# Bowls



## ChoclateBetta (Jul 22, 2012)

What do you all think the definition of a bowl is too you size or shape?


----------



## toad (Jul 17, 2012)

To me, a "bowl" is a container of a certain shape, and has nothing to do with size. For example, the Biorb was designed to be a "fish friendly fish bowl".

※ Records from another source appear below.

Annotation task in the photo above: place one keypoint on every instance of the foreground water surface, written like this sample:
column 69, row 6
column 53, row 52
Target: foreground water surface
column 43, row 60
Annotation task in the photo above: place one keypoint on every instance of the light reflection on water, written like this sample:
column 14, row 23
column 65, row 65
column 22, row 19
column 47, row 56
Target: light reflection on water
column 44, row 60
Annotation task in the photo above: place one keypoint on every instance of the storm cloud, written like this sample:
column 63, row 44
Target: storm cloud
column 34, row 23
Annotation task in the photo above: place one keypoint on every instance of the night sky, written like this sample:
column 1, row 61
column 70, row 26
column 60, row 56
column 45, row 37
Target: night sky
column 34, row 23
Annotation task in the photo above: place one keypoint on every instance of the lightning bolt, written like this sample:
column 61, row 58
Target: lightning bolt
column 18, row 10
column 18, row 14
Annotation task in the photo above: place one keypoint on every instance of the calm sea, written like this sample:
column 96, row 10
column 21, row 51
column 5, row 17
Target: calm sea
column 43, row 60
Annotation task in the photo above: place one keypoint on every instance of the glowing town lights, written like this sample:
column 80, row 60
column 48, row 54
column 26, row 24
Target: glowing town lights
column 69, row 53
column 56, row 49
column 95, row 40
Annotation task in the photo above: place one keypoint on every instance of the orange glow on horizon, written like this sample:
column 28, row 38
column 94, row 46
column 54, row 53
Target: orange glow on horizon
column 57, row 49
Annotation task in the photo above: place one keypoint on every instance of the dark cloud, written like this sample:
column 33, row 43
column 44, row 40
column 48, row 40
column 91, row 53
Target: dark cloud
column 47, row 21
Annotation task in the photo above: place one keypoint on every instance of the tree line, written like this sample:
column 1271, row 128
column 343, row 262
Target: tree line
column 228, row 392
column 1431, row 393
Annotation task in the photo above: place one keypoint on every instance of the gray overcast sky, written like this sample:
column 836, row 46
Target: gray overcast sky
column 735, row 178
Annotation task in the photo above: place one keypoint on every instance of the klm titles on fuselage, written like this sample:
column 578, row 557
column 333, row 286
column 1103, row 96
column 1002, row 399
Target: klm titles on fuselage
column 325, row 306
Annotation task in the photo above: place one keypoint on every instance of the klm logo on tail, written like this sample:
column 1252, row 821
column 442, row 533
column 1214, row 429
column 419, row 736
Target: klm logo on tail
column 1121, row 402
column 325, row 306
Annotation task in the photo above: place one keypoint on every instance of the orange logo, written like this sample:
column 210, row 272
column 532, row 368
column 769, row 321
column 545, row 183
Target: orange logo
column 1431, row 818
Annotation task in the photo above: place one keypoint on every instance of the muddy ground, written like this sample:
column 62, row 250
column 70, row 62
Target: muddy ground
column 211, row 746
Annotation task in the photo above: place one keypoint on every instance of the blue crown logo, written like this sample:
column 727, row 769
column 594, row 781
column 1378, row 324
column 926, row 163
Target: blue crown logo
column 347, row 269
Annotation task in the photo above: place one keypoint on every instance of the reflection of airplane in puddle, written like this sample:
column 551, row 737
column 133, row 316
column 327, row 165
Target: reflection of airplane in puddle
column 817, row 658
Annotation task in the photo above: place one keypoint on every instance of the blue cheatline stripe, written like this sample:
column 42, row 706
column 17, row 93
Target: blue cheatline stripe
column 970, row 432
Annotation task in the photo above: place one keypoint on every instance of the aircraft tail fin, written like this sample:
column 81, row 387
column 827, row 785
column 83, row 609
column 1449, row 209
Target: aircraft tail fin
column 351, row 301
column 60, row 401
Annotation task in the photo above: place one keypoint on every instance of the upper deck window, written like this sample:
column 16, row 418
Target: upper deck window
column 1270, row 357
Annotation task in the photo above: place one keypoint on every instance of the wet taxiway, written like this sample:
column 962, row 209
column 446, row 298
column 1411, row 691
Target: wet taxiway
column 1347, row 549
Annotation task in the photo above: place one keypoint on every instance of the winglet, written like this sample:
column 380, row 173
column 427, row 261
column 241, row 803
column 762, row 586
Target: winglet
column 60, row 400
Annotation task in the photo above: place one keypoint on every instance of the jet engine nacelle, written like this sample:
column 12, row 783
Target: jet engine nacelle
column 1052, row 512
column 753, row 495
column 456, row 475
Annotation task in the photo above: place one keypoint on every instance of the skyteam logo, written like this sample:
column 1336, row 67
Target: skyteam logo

I actually like fish bowls; I think they're pretty. They're seamless and have a soft fluidity to their shape that I like. I don't own any, because I think it would be awkward to try to put a cover on one to keep the fish from leaping out. As long as a bowl is heated and large enough, I don't see the problem....


----------



## mcneivra (Sep 2, 2012)

same i agree. i like them (when they're large enough..at least 3 gallons) but i don't have any. i think they get most of their bad rep for the tiny size they come in. i fed my neighbor's bettas when they went on vacation and they were literally in cup sized bowls..it was upsetting


----------



## Freyja (Jun 22, 2012)

I saw a bowl in the crafts area at the local Wal-mart that could easily hold 2 gallons and could fit a small heater. It could even fit a small cave and plants. Let's say I was veeeery tempted. It was only $9.99.


----------



## whiskandbowl (Aug 21, 2012)

I call anything that is too small to be heated and/or filtered a bowl.


----------



## lvandert (Feb 23, 2012)

Freyja said:


> I saw a bowl in the crafts area at the local Wal-mart that could easily hold 2 gallons and could fit a small heater. It could even fit a small cave and plants. Let's say I was veeeery tempted. It was only $9.99.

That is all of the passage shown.